"Sidonie au Japon" : Isabelle Huppert drolatique et émouvante dans une balade salutaire au pays des fantômes

Ses temples, ses jardins, sa gastronomie, ses coutumes et ses fantômes... Sidonie, une romancière française incarnée par la savoureuse Isabelle Huppert, découvre les subtilités du pays du Soleil-Levant dans les pas de son éditeur japonais.
Article rédigé par Laurence Houot
France Télévisions - Rédaction Culture
Publié
Temps de lecture : 4 min
Isabelle Huppert sur l'affiche de "Sidonie au Japon" d'Élise Girard, sortie le 4 avril 2024. (ART HOUSE)

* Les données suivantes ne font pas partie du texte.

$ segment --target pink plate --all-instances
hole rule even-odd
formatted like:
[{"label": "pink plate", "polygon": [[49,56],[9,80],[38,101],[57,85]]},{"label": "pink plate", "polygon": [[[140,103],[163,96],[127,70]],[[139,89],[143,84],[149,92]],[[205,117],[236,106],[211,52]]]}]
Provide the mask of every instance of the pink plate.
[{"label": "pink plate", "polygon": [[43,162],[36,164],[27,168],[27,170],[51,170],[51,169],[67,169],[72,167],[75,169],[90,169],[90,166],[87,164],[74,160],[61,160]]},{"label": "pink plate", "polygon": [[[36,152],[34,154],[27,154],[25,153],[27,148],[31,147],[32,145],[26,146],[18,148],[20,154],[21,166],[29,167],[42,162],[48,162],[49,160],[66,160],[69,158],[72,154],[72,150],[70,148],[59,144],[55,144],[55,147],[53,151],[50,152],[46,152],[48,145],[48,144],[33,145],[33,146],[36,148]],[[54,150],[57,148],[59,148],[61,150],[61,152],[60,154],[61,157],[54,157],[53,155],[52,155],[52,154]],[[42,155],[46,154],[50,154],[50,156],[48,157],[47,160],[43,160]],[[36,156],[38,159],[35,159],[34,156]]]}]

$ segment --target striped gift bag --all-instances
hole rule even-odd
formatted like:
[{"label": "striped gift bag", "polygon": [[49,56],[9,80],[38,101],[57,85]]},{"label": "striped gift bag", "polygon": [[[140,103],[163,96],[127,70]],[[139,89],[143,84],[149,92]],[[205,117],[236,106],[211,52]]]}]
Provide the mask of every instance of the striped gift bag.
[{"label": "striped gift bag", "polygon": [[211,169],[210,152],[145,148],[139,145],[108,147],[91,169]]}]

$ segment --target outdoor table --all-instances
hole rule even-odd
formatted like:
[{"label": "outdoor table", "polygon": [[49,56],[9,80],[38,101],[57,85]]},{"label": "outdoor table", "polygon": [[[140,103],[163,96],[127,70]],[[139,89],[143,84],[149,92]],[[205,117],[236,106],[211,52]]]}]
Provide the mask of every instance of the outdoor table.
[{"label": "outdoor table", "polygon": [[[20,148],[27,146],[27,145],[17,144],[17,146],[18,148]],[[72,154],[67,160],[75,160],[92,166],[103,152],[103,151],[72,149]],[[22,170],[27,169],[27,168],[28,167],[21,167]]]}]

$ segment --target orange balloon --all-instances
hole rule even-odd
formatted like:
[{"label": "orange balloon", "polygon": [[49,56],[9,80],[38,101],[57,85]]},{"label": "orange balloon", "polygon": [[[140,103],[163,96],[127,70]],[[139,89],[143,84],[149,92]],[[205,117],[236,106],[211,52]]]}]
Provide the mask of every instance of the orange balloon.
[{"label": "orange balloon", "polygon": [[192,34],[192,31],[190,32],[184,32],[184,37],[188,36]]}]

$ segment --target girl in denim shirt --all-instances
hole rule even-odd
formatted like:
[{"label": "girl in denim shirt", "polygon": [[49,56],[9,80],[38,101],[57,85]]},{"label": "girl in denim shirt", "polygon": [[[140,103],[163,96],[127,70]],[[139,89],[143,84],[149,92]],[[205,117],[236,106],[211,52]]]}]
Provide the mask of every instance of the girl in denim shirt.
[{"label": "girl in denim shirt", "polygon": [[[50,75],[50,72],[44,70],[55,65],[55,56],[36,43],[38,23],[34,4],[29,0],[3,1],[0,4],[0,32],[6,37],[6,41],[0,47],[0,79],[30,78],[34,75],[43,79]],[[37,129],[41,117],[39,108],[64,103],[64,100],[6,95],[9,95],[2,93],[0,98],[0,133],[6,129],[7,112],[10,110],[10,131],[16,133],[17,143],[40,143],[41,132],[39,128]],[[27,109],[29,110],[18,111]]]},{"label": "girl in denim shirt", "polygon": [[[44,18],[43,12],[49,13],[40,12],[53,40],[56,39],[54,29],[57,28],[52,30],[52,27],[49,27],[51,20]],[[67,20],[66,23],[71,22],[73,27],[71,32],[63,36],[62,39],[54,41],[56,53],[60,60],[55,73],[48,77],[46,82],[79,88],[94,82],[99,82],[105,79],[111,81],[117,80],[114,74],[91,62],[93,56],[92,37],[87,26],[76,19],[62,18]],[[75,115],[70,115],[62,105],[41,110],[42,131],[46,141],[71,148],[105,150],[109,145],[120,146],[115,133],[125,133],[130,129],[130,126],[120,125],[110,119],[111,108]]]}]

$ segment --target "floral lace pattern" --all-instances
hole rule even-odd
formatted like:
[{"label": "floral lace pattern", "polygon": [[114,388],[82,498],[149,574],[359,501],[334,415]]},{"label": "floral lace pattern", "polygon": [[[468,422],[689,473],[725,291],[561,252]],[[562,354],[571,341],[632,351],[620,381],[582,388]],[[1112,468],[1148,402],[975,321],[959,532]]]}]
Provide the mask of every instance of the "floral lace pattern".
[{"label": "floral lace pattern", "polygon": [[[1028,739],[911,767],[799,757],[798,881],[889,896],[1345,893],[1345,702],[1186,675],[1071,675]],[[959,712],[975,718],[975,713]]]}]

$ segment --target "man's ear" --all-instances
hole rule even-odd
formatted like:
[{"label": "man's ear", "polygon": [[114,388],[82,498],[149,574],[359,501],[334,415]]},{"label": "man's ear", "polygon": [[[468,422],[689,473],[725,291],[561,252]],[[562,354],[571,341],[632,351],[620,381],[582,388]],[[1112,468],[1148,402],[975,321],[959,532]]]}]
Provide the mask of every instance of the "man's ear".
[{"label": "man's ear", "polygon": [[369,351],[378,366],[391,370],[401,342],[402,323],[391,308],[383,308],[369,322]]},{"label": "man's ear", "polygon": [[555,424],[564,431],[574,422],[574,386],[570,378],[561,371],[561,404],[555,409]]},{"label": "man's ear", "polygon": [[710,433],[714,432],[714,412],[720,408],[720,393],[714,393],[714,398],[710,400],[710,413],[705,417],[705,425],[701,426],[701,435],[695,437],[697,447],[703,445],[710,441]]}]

Pour son troisième long-métrage, la réalisatrice Élise Girard s'offre une Isabelle Huppert au sommet dans un rôle mi-tragique mi-comique dans une histoire de deuil, de fantômes et d'un amour qui se noue à l'autre bout de la planète. Sidonie au Japon sort dans en salles le 4 avril 2024.

Sidonie Perceval (Isabelle Huppert), écrivaine à succès en panne d'inspiration depuis la mort accidentelle de son mari, se rend au Japon à l'invitation de son éditeur japonais, à l'occasion de la réédition de son premier roman, un best-seller. Ce voyage, qu'elle hésite à faire jusqu'à la dernière minute, se révélera profitable.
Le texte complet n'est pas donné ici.